Göpfert sprach von einer Mauer des Schweigens im Kloster, Kneißl von einem beharrlichen Schweigen, durch das in der Vergangenheit die Möglichkeit neuer Fälle nicht verhindert worden sei. Am Freitag trat in Ettal nach dem Abt auch dessen Stellvertreter und Schulleiter des dortigen Internates, Pater Maurus Kraß, von seinen Ämtern zurück. Er übernahm damit die Verantwortung dafür, dass Verdachtsfälle aus dem Jahr 2003 und 2005 nicht gemeldet worden waren.

Zur Glaubwürdigkeit der jetzt bei ihnen eingehenden Vorwürfe sagte Kneißl, dass das, was er und Göpfert von verschiedenen Personen an Informationen bekämen, zusammenpasse.

Neuer Vorwurf in St. Ottilien

Zudem gibt es weitere Vorwürfe gegen die Erzabtei St. Ottilien. Dort gingen Beschuldigungen gegen ein ehemaliges Ordensmitglied ein. Eine Beauftragte des Klosters habe "bereits Kontakt mit dem Opfer aufgenommen", erklärte das Missionsbenediktiner-Kloster.

Der Beschuldigte war in den 60er Jahren Erzieher und Lehrer am Internat des Klosters. Bereits damals habe es Vorwürfe gegeben, sagte Pressesprecher Martin Wind. Der Beschuldigte sei daraufhin aus allen Aufgaben mit Kindern abgezogen worden. 1969 habe er den Orden verlassen. Die Staatsanwaltschaft hat ein Vorermittlungsverfahren eingeleitet.

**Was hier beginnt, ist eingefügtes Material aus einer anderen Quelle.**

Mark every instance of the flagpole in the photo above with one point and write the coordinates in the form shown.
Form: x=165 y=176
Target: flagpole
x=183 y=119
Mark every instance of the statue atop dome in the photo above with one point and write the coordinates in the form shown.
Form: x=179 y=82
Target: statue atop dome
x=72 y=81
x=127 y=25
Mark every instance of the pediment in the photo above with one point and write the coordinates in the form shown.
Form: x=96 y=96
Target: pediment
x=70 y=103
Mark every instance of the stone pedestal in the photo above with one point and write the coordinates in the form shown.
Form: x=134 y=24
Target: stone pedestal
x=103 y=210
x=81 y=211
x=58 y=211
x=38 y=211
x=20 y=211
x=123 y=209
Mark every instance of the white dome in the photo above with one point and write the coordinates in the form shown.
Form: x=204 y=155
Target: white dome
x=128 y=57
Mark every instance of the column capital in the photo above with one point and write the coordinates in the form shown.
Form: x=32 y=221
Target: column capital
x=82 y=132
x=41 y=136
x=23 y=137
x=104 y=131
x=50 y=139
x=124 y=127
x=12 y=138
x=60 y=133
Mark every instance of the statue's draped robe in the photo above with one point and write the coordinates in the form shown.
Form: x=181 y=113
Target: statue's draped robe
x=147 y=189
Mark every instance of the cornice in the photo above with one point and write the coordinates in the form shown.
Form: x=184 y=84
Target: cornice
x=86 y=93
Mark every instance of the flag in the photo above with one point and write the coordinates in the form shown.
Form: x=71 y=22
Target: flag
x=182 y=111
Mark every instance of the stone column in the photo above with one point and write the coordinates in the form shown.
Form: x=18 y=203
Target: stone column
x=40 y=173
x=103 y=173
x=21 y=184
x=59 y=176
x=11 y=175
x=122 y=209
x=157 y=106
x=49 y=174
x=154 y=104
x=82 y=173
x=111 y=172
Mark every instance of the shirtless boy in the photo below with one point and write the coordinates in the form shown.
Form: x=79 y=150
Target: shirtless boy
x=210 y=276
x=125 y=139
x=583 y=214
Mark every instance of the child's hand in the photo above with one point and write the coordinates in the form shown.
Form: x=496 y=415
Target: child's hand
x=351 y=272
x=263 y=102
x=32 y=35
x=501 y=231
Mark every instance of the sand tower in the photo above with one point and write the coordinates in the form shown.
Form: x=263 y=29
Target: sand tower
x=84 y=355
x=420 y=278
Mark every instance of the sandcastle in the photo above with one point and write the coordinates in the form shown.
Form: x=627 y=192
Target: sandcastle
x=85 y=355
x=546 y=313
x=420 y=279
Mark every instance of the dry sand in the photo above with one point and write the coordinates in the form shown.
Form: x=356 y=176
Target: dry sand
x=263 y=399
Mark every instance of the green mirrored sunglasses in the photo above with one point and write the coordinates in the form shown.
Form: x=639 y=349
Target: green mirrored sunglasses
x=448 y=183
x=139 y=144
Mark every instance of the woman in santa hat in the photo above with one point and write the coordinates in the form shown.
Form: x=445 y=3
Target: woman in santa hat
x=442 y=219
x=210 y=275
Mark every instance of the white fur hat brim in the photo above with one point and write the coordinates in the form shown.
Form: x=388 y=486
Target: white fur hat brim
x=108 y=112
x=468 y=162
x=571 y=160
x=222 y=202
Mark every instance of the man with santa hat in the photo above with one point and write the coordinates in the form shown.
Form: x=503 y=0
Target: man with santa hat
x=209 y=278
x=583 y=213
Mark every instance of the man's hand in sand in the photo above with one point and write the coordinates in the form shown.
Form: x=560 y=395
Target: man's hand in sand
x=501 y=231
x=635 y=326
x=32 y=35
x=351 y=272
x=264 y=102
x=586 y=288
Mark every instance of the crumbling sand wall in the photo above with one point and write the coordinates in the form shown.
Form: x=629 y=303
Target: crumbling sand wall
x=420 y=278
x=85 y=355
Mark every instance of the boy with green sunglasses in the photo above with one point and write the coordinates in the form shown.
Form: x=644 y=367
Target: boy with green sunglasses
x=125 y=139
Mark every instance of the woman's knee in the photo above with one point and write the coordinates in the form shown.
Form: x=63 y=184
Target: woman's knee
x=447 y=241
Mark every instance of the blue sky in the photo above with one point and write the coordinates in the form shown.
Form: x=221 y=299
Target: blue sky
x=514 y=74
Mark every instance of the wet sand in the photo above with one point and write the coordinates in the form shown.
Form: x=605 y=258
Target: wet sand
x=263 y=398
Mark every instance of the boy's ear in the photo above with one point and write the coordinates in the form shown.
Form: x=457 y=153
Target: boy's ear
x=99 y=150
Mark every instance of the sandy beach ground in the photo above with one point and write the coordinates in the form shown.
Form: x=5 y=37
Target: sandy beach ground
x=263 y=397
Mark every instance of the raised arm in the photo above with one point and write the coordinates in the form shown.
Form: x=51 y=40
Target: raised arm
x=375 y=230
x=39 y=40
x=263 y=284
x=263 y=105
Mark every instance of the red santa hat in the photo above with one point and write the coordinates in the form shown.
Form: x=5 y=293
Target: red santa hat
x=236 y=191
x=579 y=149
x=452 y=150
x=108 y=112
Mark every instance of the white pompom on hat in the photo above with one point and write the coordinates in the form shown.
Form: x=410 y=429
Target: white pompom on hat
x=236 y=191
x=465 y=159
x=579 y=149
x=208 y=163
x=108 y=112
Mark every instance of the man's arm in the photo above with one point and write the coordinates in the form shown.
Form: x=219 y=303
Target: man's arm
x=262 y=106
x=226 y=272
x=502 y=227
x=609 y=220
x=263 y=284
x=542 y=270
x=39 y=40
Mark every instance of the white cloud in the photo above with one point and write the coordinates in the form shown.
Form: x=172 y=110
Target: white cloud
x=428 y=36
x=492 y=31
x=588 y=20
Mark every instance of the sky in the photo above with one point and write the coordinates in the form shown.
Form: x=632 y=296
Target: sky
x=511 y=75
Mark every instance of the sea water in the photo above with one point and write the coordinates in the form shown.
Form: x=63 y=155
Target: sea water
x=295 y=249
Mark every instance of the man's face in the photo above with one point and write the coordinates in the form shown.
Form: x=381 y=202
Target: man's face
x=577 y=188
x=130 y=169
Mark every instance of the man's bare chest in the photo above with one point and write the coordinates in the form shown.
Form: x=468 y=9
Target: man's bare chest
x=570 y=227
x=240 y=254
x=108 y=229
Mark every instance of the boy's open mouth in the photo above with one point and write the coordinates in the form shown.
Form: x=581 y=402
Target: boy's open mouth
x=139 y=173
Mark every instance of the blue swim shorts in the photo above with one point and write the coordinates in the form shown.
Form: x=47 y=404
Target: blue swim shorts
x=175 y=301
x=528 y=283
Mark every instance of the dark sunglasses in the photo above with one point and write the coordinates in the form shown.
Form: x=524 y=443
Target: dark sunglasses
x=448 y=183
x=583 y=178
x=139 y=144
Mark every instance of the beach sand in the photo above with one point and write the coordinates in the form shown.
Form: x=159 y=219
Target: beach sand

Kritik an Bischofskonferenz

Am Freitag wurde Kritik an der Deutschen Bischofskonferenz im Zusammenhang mit den von ihr angekündigten Schritten gegen sexuellen Missbrauch in der Kirche laut. Der Sprecher der Missbrauchsopfer, Norbert Denef, sprach im ZDF am Freitag von mangelndem Aufklärungswillen und sogar einer "Verhöhnung der Opfer". Auch die Bewegung "Wir sind Kirche" hält die Reaktionen der Bischöfe laut WDR nicht für ausreichend. Die Missbrauchsbeauftragte des Jesuitenordens sagte im ZDF, sie hätte eine Aufklärung durch Außenstehende für besser gehalten.

Bundesjustizministerin Sabine Leutheusser-Schnarrenberger bezeichnete die Erklärung der Bischofskonferenz dagegen als einen Schritt in die richtige Richtung.

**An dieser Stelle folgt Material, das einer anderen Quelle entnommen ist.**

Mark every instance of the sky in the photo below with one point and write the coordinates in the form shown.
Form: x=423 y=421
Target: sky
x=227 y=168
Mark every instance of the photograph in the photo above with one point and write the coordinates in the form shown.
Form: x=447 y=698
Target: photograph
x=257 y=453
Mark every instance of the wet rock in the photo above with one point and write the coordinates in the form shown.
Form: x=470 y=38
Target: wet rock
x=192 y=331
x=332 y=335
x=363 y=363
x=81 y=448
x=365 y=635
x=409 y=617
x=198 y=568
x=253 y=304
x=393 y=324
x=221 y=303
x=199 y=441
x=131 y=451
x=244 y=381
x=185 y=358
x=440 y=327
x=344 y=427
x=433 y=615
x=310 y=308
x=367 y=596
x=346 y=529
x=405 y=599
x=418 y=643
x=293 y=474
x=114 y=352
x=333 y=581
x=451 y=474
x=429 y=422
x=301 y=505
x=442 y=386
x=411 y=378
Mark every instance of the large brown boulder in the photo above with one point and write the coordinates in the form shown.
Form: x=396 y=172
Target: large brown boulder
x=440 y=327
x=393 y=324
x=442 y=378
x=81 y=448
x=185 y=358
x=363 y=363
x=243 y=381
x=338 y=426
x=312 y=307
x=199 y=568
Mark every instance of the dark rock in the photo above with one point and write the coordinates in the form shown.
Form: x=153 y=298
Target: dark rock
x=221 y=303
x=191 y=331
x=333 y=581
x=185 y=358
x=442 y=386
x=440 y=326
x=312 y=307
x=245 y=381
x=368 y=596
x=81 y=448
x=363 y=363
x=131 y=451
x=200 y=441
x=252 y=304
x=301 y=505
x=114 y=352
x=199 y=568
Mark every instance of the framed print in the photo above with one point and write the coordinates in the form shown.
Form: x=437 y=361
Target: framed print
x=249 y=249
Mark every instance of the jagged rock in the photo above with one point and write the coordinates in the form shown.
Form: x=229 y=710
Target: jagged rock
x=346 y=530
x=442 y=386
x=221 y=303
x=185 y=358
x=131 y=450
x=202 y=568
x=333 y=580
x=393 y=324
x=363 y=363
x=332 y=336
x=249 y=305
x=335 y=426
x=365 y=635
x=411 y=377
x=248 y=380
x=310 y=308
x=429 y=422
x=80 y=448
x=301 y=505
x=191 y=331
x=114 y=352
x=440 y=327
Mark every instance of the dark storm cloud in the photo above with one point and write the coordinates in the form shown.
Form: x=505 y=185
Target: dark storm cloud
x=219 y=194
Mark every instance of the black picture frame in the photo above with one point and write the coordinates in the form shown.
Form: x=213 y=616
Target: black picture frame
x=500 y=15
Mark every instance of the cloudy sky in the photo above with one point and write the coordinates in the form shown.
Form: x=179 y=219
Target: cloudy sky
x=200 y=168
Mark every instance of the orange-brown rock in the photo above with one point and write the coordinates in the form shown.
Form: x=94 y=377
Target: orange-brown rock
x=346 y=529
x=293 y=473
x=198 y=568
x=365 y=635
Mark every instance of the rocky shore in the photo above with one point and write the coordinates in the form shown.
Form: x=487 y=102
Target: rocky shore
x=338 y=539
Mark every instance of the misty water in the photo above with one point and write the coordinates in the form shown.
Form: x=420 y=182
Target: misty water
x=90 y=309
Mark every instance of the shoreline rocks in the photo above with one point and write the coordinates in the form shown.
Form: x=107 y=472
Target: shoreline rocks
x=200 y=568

Aus der CSU-Fraktion im Bundestag kam die Forderung, Kindesmissbrauch künftig als Verbrechen einzustufen, so dass die Mindeststrafe künftig ein Jahr betrage. Zudem solle die Höchststrafe von 10 auf 15 Jahre erhöht werden.

Schulleiter von Kloster Ettal tritt zurück

Wegen des Missbrauchsskandals am oberbayerischen Kloster Ettal ist nun auch der Prior der Benediktinerabtei und Leiter der Klosterschule, Pater Maurus Kraß, von seinen Ämtern zurückgetreten. Kraß übernehme damit die Verantwortung dafür, mutmaßliche Missbrauchsfälle aus den Jahren 2003 und 2005 nicht gemeldet zu haben, teilte das Erzbischöfliche Ordinariat München am Freitag mit. Aus dem selben Grund hatte am Mittwoch bereits der Abt des Klosters, Barnabas Bögle, seinen Rücktritt erklärt.

Das Erzbistum begrüßte den Schritt des Priors. "Wir danken Pater Maurus dafür, dass er die richtigen Konsequenzen aus den Versäumnissen zieht. Zugleich bauen wir auf seine Zusage, dass er für einen Neuanfang in der Benediktinerabtei an der notwendigen Aufarbeitung der Vorwürfe und Vorfälle konstruktiv mitwirken will", erklärte der Generalvikar des Erzbischofs von München und Freising, Prälat Peter Beer.